Depuis l’instauration du numerus clausus à l’issue de la première année dans les filières de santé en 1971, la sélection explicite des publics universitaires n’a fait que s’étendre : circonscrite à quelques nouveaux diplômes professionnalisants dans les années 1970 comme les maîtrises de sciences et techniques (MST), de sciences de gestion (MSG), aux diplômes d’études approfondies (DEA) ou encore aux diplômes d’études supérieures spécialisées (DESS), elle fut ensuite accordée à une université entière (Paris-Dauphine) au début des années 2000, puis aux filières universitaires désireuses d’attirer les meilleurs bacheliers à travers la multiplication des licences sélectives (doubles licences pluridisciplinaires, doubles diplômes franco-étrangers…) et enfin en 2016 au master1, l’un des diplômes les plus élevés du système éducatif français. Ces diplômes (master 1 et master 2) et ce cycle (2è) ont d’ailleurs été au cœur d’un contentieux et d’un vif débat politique à la fin des années 2010. La sélection a d’abord été déclarée illégale au milieu de cycle par le Conseil d’État, obligeant le gouvernement Valls (Parti Socialiste) à légiférer. Par la loi du 23 décembre 2016, il instaure alors des « capacités d’accueil » en première année de master et de façon dérogatoire à l’entrée de master 2 ; disposition dont se sont plus particulièrement saisis les responsables de masters en droit et en psychologie. Parce qu’elle déplaçait la sélection à l’entrée en master mais garantissait aux candidats de pouvoir s’inscrire dans un autre master en cas de refus, cette loi a donné́ lieu à de vifs débats internes aux syndicats étudiants et universitaires de gauche, dont plusieurs ont fini par la soutenir (Unef, snesup-FSU).

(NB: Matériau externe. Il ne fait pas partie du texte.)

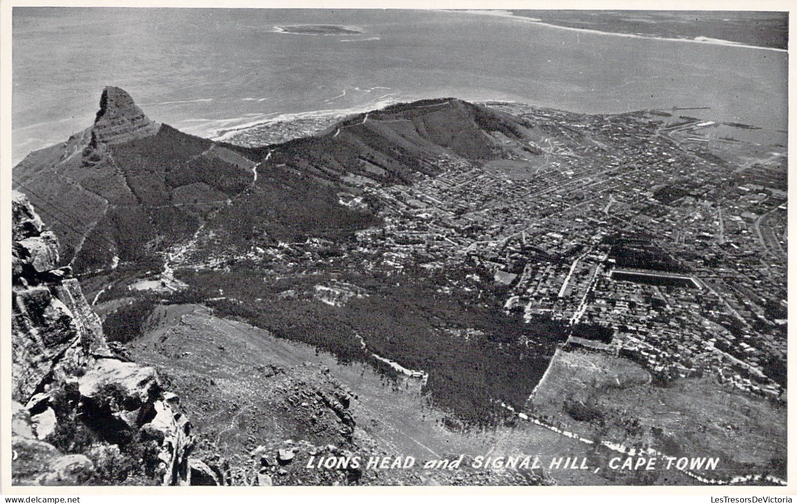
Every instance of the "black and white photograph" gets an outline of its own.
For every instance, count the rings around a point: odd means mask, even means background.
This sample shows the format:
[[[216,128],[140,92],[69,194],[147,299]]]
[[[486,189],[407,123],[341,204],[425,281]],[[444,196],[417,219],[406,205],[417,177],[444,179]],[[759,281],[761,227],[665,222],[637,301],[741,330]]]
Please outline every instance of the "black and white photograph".
[[[4,492],[785,491],[786,10],[126,5],[4,11]]]

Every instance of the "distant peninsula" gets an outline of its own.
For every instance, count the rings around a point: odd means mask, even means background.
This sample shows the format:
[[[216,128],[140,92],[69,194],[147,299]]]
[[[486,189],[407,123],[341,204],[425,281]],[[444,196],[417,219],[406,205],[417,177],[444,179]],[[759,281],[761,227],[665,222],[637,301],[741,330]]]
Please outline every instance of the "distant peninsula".
[[[290,25],[274,26],[274,29],[283,33],[302,35],[351,35],[363,33],[363,30],[353,26],[338,25]]]

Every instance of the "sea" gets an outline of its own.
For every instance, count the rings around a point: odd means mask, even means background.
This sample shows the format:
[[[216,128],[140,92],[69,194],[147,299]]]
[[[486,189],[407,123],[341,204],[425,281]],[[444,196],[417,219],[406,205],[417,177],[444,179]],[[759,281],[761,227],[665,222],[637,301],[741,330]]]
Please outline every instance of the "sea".
[[[294,25],[361,33],[279,28]],[[89,126],[106,85],[206,137],[280,115],[449,96],[585,113],[710,107],[689,115],[785,135],[787,52],[709,35],[486,11],[14,7],[12,158]]]

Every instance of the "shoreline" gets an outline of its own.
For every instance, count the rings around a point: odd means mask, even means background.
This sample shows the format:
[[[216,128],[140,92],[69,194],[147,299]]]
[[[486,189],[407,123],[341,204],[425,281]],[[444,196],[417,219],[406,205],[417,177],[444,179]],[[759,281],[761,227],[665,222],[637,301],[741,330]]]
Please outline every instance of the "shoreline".
[[[696,37],[694,38],[686,38],[686,37],[677,38],[673,37],[657,37],[655,35],[638,35],[636,33],[625,33],[622,32],[606,32],[599,29],[591,29],[589,28],[575,28],[573,26],[564,26],[562,25],[555,25],[553,23],[548,23],[536,18],[526,18],[524,16],[518,16],[508,10],[455,10],[451,9],[443,9],[441,10],[441,12],[448,12],[453,14],[469,14],[479,16],[493,16],[496,18],[505,18],[508,19],[515,19],[516,21],[528,23],[530,25],[537,25],[539,26],[547,26],[549,28],[556,28],[559,29],[580,32],[583,33],[592,33],[595,35],[613,35],[615,37],[625,37],[627,38],[641,38],[641,39],[654,40],[654,41],[666,41],[671,42],[689,42],[692,44],[720,45],[724,47],[738,47],[744,49],[764,49],[768,51],[777,51],[779,53],[788,53],[789,52],[787,49],[780,49],[778,47],[767,47],[765,45],[751,45],[748,44],[744,44],[742,42],[734,42],[732,41],[725,41],[720,38],[712,38],[705,36]]]

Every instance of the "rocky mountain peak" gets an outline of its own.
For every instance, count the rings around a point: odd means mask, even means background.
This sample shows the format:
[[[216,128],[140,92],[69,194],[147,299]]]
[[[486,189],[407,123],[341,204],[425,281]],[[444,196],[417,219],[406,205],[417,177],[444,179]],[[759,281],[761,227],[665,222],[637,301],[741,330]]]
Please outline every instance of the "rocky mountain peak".
[[[155,369],[111,350],[27,197],[13,193],[11,211],[14,483],[119,484],[108,471],[120,457],[139,463],[147,484],[207,480],[188,458],[194,436],[176,396]]]
[[[92,142],[123,143],[151,136],[159,129],[160,124],[147,117],[128,92],[107,86],[100,97],[100,110],[92,127]]]

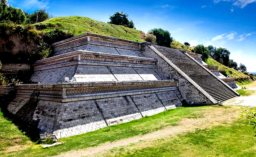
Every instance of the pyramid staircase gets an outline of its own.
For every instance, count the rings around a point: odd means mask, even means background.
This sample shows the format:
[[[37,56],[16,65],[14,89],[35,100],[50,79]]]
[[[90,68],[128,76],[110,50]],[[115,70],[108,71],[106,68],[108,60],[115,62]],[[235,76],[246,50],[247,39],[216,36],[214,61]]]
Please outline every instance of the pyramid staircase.
[[[225,83],[180,51],[153,46],[217,102],[239,96]]]

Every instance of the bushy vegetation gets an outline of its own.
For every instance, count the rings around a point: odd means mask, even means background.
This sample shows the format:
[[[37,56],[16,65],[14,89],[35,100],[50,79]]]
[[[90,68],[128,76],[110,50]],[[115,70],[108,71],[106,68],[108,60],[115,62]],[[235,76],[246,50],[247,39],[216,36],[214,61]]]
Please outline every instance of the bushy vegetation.
[[[130,28],[136,29],[134,24],[132,20],[128,17],[128,14],[124,12],[118,11],[115,12],[113,15],[109,16],[110,21],[109,23],[116,25],[120,25]]]
[[[153,45],[156,45],[156,37],[153,34],[147,33],[145,37],[145,41],[149,42]]]
[[[141,31],[79,16],[55,17],[33,25],[44,33],[59,28],[74,35],[89,32],[138,42],[144,41],[145,36]]]
[[[173,41],[171,43],[171,48],[178,50],[184,50],[187,52],[194,52],[194,48],[185,45],[178,41]]]
[[[240,115],[241,117],[244,117],[248,120],[248,123],[250,125],[253,127],[253,129],[256,128],[256,111],[255,109],[249,111],[244,110],[243,111],[243,114]],[[256,132],[254,132],[256,134]],[[256,134],[254,135],[254,137],[256,136]]]
[[[186,45],[187,46],[190,46],[190,44],[187,42],[185,42],[184,43],[184,45]]]
[[[208,59],[209,51],[207,47],[204,47],[203,44],[198,45],[195,47],[194,51],[196,54],[202,55],[201,58],[204,62],[206,62]]]
[[[225,76],[229,76],[231,77],[235,77],[236,83],[239,85],[252,82],[252,81],[249,76],[243,73],[236,70],[233,68],[229,68],[216,61],[210,56],[206,62],[207,64],[214,66],[218,66],[220,72]]]
[[[0,60],[0,70],[2,68],[2,63]],[[0,72],[0,86],[10,85],[13,86],[15,85],[22,83],[19,79],[14,78],[8,78]]]
[[[40,23],[49,19],[49,14],[46,12],[45,9],[40,9],[36,12],[29,14],[25,12],[26,17],[26,23],[33,24]]]
[[[26,17],[20,8],[8,6],[6,0],[0,0],[0,22],[12,21],[17,24],[24,24]]]
[[[156,43],[157,45],[166,47],[170,47],[172,41],[172,38],[171,37],[171,34],[168,31],[164,30],[162,28],[154,28],[149,31],[148,34],[152,34],[156,37]]]

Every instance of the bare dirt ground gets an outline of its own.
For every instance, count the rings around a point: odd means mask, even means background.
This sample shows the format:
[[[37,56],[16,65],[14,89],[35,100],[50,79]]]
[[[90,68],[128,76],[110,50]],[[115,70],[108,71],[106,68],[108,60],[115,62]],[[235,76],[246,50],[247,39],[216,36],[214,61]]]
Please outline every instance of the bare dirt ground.
[[[256,106],[256,81],[248,85],[243,86],[247,90],[254,91],[249,96],[240,96],[229,100],[223,103],[224,105],[237,105],[240,106]]]
[[[153,141],[175,136],[175,135],[188,131],[194,131],[197,128],[204,129],[229,124],[239,118],[237,114],[241,113],[240,107],[231,108],[209,107],[202,111],[204,117],[198,118],[184,119],[178,122],[178,125],[170,126],[164,129],[141,136],[107,143],[99,146],[91,147],[78,150],[71,151],[56,157],[101,156],[110,149],[120,146],[128,146],[131,144],[139,144],[140,148],[148,147],[153,143]],[[227,125],[227,124],[226,124]]]

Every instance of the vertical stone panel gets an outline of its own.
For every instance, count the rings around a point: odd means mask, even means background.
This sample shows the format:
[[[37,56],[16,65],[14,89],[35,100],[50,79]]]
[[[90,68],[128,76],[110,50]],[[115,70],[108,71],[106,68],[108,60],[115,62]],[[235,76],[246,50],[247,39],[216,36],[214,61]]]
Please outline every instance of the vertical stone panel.
[[[71,66],[56,68],[52,70],[46,77],[42,81],[43,83],[57,83],[63,76],[70,69]]]
[[[165,109],[155,93],[131,96],[143,116],[163,112]]]
[[[31,77],[31,81],[34,83],[42,82],[44,78],[52,70],[52,69],[45,70],[44,70],[36,71]]]
[[[54,133],[58,137],[69,136],[107,126],[94,100],[63,103]]]
[[[181,106],[182,103],[173,91],[156,93],[167,109]]]
[[[144,81],[159,80],[162,78],[151,68],[133,68]]]
[[[108,124],[116,124],[141,118],[141,115],[129,96],[96,100]]]

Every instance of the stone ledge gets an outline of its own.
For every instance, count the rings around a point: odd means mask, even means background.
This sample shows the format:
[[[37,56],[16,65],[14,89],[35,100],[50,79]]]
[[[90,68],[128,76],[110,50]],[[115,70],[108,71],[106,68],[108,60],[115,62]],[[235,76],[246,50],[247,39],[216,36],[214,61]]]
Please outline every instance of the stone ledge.
[[[218,71],[218,66],[214,66],[208,65],[204,65],[204,66],[206,68],[210,70],[214,70]]]
[[[71,47],[73,48],[74,46],[77,47],[78,45],[87,44],[103,45],[108,47],[120,47],[120,48],[132,50],[139,50],[141,47],[141,43],[138,42],[90,33],[54,43],[52,44],[52,46],[54,51],[57,52],[70,48]]]
[[[235,77],[227,77],[225,78],[221,78],[221,80],[226,83],[228,82],[235,82]]]
[[[74,64],[74,62],[77,63]],[[61,64],[62,66],[77,64],[95,65],[96,64],[115,66],[146,66],[155,68],[157,62],[157,60],[152,58],[80,50],[37,61],[34,66],[35,71],[56,68],[56,66],[58,66]]]
[[[174,64],[171,62],[169,60],[168,60],[166,56],[161,54],[155,48],[152,46],[151,44],[149,43],[145,43],[149,49],[151,50],[153,52],[155,53],[155,54],[159,58],[162,58],[163,60],[168,64],[170,66],[173,68],[176,72],[179,73],[185,79],[187,80],[193,86],[194,86],[197,90],[198,90],[203,95],[204,95],[208,100],[209,100],[213,104],[216,104],[218,102],[212,98],[209,94],[206,92],[202,88],[199,86],[196,83],[195,83],[193,80],[192,80],[186,74],[185,74],[180,69],[178,68]],[[184,53],[185,54],[189,56],[191,58],[193,57],[190,56]],[[194,59],[193,60],[195,60]],[[196,62],[197,63],[197,62]]]
[[[68,102],[152,93],[163,89],[177,90],[178,82],[159,80],[29,84],[17,85],[15,89],[17,96]]]

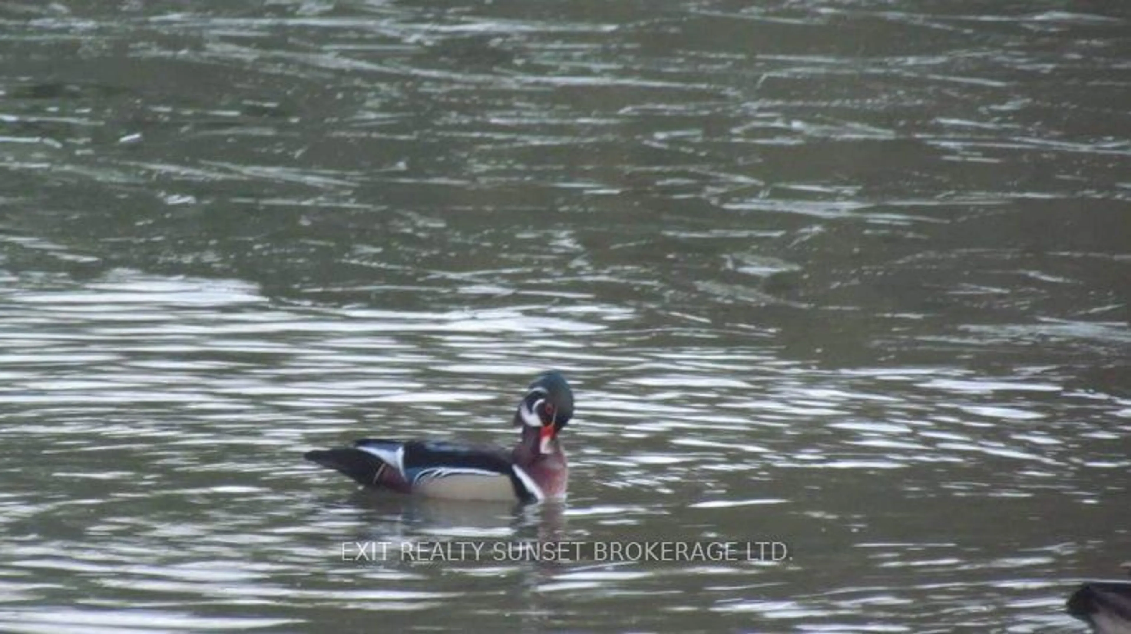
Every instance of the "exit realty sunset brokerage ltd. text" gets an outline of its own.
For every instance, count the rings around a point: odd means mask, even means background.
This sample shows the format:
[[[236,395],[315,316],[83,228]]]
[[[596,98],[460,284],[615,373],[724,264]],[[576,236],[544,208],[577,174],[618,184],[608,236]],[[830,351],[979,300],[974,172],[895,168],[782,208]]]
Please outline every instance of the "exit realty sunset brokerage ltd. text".
[[[344,562],[782,562],[783,541],[343,541]]]

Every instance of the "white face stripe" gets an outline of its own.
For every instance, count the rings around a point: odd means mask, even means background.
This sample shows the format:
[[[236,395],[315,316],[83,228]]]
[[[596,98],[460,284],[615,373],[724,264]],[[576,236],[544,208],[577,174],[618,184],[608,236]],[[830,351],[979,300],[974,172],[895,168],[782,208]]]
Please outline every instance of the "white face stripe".
[[[369,453],[370,455],[375,455],[381,460],[381,462],[385,462],[386,464],[395,468],[397,472],[399,472],[400,476],[404,477],[405,475],[404,445],[398,446],[396,451],[390,451],[386,448],[368,445],[368,444],[361,445],[357,449],[364,451],[365,453]]]
[[[526,487],[526,490],[529,492],[535,500],[542,502],[546,498],[546,494],[542,490],[542,487],[538,486],[538,483],[534,481],[534,478],[532,478],[530,475],[518,464],[515,464],[515,475],[518,476],[519,481],[523,483],[523,486]]]
[[[546,399],[538,399],[530,405],[530,409],[526,409],[526,399],[530,398],[530,394],[545,394],[550,396],[550,392],[545,388],[533,388],[526,396],[523,397],[523,402],[518,405],[518,415],[523,418],[523,424],[528,427],[541,427],[542,419],[538,418],[538,403],[545,402]]]

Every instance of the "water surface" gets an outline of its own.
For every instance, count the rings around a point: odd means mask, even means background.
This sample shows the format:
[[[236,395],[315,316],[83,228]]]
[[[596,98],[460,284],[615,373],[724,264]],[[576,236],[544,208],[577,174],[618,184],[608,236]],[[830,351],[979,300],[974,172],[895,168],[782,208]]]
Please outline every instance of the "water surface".
[[[1078,632],[1131,546],[1119,2],[0,6],[0,628]],[[510,443],[564,505],[356,492]],[[772,563],[343,544],[778,540]]]

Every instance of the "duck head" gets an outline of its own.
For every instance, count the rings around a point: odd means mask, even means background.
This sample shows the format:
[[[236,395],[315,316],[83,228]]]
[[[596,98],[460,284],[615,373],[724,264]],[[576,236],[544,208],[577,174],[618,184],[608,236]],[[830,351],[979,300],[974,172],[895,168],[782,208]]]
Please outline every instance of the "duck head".
[[[515,426],[523,435],[538,433],[538,452],[550,453],[550,443],[573,416],[573,390],[559,372],[545,372],[526,389],[526,396],[515,411]]]

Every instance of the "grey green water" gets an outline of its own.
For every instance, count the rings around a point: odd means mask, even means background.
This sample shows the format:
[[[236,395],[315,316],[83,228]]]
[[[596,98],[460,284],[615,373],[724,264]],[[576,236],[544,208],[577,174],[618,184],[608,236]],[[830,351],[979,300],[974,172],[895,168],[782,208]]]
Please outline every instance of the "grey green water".
[[[1129,296],[1121,1],[9,0],[0,629],[1082,632]],[[301,460],[547,367],[564,505]]]

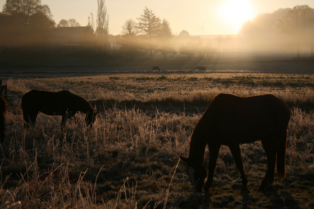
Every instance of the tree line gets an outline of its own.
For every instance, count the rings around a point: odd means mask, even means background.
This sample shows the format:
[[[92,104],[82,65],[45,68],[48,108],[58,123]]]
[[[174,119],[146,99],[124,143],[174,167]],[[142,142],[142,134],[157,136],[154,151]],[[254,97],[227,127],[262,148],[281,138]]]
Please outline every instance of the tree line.
[[[174,35],[169,22],[146,7],[137,18],[137,23],[127,19],[122,26],[120,35],[111,35],[105,0],[97,0],[97,3],[96,20],[91,13],[86,26],[91,34],[89,36],[90,47],[98,48],[98,52],[110,47],[111,56],[129,56],[131,60],[134,56],[141,59],[147,55],[153,59],[154,54],[158,53],[165,59],[167,55],[178,53],[187,55],[189,60],[195,55],[200,59],[210,60],[219,52],[210,41],[190,35],[184,30]],[[14,46],[27,46],[28,51],[30,48],[35,51],[38,46],[47,44],[46,32],[50,29],[81,26],[74,19],[62,19],[56,24],[52,17],[49,6],[41,0],[6,0],[0,13],[0,49],[3,53]],[[243,44],[254,46],[254,41],[269,44],[273,41],[287,49],[295,49],[298,57],[302,43],[311,43],[314,48],[313,35],[314,9],[307,5],[260,14],[245,23],[238,34]]]

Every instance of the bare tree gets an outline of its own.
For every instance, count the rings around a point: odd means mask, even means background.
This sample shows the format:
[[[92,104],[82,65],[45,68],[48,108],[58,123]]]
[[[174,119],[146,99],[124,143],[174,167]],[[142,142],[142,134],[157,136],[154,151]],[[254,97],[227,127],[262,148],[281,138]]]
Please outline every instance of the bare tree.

Dix ans avant Parcoursup, la sélection des publics étudiants à l’entrée des formations universitaires est donc largement banalisée mais elle semble cantonnée au deuxième (master) et troisième cycle (doctorat). Celle du premier cycle universitaire est strictement encadrée par un l’article L612-3 du code de l’éducation qui indique que « le premier cycle [de l’enseignement supérieur] est ouvert à tous les titulaires du baccalauréat ». C’est donc à titre dérogatoire que les universités franciliennes utilisent le Recensement Automatisé des Vœux des élèves (Ravel, créé en 1990) qui ne repose que sur la territorialisation des affectations des bacheliers d’une académie à un établissement. D’ailleurs, seule l’université Paris-Dauphine située dans le 16e arrondissement de la capitale dispose d’un statut « sur mesure », octroyé par le gouvernement de M. Jean-Pierre Raffarin (Union pour un Mouvement Populaire) en 2004, lui permettant de délivrer ses propres diplômes d’établissement, d’appliquer des frais d’inscriptions en dehors de ceux réglementés par l’État et de sélectionner les postulants à ses onéreuses formations de premier et de deuxième cycle. Dans les faits, l’essentiel des bachelières et bacheliers s’inscrit encore aux guichets des scolarités de l’université la plus proche de leur domicile.
Parcoursup : une intensification de la sélection à l’université ?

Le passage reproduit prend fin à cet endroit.